This is the radix sort implementation from Google's Fuchsia operating system, but in a way that is easier to integrate into CMake codebases. My modifications are in moving the build system to CMake and changes in shader loading (they are compiled into the binary.) You can treat my changes as CC0, so you are just bound by the original LICENSE of this radix sort library.

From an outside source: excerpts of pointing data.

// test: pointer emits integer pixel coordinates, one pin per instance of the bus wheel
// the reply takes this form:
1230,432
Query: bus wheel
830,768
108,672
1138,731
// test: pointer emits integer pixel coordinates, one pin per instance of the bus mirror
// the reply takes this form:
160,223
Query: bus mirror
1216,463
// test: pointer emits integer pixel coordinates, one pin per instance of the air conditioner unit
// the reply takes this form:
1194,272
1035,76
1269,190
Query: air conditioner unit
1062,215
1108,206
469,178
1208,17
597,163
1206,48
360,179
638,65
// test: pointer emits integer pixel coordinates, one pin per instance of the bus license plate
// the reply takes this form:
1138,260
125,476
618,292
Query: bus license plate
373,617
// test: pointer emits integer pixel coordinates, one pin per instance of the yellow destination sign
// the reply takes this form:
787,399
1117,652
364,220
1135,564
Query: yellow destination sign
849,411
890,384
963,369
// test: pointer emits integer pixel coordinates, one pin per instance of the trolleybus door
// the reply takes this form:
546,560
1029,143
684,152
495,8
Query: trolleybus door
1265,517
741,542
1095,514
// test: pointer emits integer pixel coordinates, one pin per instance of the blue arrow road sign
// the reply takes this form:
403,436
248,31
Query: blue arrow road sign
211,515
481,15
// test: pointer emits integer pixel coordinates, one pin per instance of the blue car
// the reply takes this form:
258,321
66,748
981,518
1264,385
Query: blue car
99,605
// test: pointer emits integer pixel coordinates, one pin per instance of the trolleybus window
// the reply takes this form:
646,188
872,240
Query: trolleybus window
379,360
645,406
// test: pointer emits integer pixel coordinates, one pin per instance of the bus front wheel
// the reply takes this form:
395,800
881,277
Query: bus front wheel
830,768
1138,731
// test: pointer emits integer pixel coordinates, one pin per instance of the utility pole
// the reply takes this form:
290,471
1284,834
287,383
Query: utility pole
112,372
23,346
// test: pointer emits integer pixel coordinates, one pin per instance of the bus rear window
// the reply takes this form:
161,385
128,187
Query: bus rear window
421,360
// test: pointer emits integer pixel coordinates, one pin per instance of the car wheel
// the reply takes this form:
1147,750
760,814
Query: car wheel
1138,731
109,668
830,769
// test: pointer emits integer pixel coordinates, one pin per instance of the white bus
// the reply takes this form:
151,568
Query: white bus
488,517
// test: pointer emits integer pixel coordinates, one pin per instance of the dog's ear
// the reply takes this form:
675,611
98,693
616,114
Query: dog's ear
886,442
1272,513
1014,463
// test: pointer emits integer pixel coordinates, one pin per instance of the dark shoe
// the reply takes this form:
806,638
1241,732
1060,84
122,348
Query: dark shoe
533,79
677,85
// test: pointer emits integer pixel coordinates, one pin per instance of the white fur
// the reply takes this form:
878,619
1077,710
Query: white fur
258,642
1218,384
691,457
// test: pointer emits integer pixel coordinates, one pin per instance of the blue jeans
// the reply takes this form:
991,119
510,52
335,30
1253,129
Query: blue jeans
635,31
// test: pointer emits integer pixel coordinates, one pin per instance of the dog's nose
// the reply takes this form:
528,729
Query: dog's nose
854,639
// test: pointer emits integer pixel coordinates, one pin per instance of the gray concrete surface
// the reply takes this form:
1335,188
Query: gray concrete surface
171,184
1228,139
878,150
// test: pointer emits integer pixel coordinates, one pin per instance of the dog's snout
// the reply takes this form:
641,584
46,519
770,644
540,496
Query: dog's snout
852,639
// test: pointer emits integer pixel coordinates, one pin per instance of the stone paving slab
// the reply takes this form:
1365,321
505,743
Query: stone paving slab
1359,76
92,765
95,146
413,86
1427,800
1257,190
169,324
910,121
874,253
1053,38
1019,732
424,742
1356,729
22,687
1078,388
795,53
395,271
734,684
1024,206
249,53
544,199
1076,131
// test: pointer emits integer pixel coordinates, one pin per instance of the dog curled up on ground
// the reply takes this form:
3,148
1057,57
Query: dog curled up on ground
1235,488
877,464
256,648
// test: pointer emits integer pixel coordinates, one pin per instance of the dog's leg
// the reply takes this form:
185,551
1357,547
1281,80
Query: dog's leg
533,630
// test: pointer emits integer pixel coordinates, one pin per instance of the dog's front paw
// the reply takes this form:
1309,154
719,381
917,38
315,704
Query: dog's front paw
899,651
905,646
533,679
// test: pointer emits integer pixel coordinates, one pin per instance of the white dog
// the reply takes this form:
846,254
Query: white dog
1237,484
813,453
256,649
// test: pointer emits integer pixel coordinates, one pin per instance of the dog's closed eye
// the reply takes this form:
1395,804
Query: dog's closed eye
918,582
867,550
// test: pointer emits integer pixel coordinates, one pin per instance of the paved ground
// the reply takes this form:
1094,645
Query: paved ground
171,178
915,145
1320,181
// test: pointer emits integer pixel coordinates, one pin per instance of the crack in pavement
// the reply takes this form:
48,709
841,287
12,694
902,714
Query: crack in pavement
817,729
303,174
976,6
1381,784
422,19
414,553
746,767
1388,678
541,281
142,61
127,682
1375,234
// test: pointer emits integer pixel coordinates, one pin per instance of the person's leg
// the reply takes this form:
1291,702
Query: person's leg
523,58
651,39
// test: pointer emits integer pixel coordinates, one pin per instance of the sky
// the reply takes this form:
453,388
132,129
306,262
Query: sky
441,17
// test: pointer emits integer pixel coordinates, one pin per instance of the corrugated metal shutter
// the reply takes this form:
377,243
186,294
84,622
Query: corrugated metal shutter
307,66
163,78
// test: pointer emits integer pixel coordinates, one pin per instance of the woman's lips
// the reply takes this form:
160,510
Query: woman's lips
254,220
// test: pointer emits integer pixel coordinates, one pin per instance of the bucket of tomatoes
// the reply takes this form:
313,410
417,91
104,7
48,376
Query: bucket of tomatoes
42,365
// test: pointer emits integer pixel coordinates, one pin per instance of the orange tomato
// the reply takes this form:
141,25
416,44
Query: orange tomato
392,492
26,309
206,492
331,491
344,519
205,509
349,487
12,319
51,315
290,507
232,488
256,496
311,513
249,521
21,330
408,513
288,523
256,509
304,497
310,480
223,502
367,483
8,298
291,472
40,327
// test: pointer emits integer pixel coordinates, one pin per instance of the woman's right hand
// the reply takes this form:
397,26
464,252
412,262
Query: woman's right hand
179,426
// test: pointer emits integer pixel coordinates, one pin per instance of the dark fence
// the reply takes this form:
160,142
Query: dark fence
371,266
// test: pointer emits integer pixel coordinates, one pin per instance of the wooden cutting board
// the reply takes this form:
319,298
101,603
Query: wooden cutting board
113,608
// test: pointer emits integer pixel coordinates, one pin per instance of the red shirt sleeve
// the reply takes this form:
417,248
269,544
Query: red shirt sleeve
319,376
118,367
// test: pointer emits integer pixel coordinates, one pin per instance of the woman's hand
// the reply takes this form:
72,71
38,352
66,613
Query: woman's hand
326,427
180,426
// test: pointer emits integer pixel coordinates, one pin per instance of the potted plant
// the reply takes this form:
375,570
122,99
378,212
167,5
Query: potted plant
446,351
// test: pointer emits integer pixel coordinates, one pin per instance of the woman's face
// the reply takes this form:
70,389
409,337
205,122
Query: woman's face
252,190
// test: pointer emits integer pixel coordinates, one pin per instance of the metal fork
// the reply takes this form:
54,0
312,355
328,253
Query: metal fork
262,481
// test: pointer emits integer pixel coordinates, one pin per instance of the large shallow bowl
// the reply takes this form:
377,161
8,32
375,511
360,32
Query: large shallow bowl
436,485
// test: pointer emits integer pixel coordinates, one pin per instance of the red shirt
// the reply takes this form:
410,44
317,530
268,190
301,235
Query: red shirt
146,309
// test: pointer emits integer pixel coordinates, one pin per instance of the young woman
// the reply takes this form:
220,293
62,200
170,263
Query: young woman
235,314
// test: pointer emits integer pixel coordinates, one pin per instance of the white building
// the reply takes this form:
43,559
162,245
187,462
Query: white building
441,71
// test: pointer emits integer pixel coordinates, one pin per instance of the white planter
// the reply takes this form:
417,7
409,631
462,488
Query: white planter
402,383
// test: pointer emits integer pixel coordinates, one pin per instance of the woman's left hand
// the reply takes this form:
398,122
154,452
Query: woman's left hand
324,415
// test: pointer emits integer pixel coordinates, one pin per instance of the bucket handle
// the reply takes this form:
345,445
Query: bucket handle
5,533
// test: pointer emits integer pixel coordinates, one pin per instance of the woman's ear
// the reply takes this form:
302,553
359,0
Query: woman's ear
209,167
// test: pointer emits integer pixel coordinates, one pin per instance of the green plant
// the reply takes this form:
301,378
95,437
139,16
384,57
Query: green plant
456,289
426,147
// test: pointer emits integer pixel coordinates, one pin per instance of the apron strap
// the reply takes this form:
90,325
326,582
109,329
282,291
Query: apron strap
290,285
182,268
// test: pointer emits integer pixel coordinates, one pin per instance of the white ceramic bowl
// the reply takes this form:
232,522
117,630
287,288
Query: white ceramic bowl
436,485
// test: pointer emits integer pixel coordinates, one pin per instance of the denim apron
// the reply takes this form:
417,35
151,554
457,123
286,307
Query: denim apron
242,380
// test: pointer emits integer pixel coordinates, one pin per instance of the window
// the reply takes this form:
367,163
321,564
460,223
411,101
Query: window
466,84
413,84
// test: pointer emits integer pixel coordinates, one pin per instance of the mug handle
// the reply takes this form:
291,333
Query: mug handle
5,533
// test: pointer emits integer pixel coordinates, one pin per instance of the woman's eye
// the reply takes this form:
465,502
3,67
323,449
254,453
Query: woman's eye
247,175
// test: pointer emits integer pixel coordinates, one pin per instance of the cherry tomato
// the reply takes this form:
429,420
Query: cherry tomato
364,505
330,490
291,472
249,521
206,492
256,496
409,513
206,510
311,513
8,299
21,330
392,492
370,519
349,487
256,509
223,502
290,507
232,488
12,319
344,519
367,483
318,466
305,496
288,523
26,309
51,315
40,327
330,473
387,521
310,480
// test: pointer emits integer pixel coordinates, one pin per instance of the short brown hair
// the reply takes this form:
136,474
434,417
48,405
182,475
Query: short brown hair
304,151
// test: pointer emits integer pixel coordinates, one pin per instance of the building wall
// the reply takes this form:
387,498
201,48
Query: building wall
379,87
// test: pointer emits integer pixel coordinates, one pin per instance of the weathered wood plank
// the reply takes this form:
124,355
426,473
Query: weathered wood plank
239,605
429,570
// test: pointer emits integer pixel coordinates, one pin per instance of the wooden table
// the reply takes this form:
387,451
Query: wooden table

Below is the original README:
RadixSort/VK is a high-performance sorting library for Vulkan 1.2.
Features include:
- Ultra-fast stable sorting of 32‑bit or 64‑bit keyvals
- Key size is declared at sort time
- Indirectly dispatchable
- Simple to integrate in a Vulkan 1.2 environment
See radix_sort_vk.h
.
The following architectures are supported:
Vendor | Architecture | 32‑bit Keyvals | 64‑bit Keyvals | Notes |
---|---|---|---|---|
NVIDIA | sm_35+ | ✔ | ✔ | |
AMD | GCN3+ | ✔ | ✔ | |
AMD | RDNA+ | ✔ | ✔ | 64-wide subgroup |
ARM | Bifrost4 | ✔ | ✔ | |
ARM | Bifrost8 | ✔ | ✔ | |
Intel | GEN8+ | ✔ | ✔ | |
Intel | Xe+ | ✔ | ✔ |
- 96-bit and 128-bit keyval support.
- Possibly reduce GMEM transactions by accumulating stores that share the same transaction boundary.
- Merrill, Duane and Michael Garland. "Single-pass Parallel Prefix Scan with Decoupled Lookback." (2016).
- Adinets, Andy. "A Faster Radix Sort Implementation." NVIDIA GTC 2020.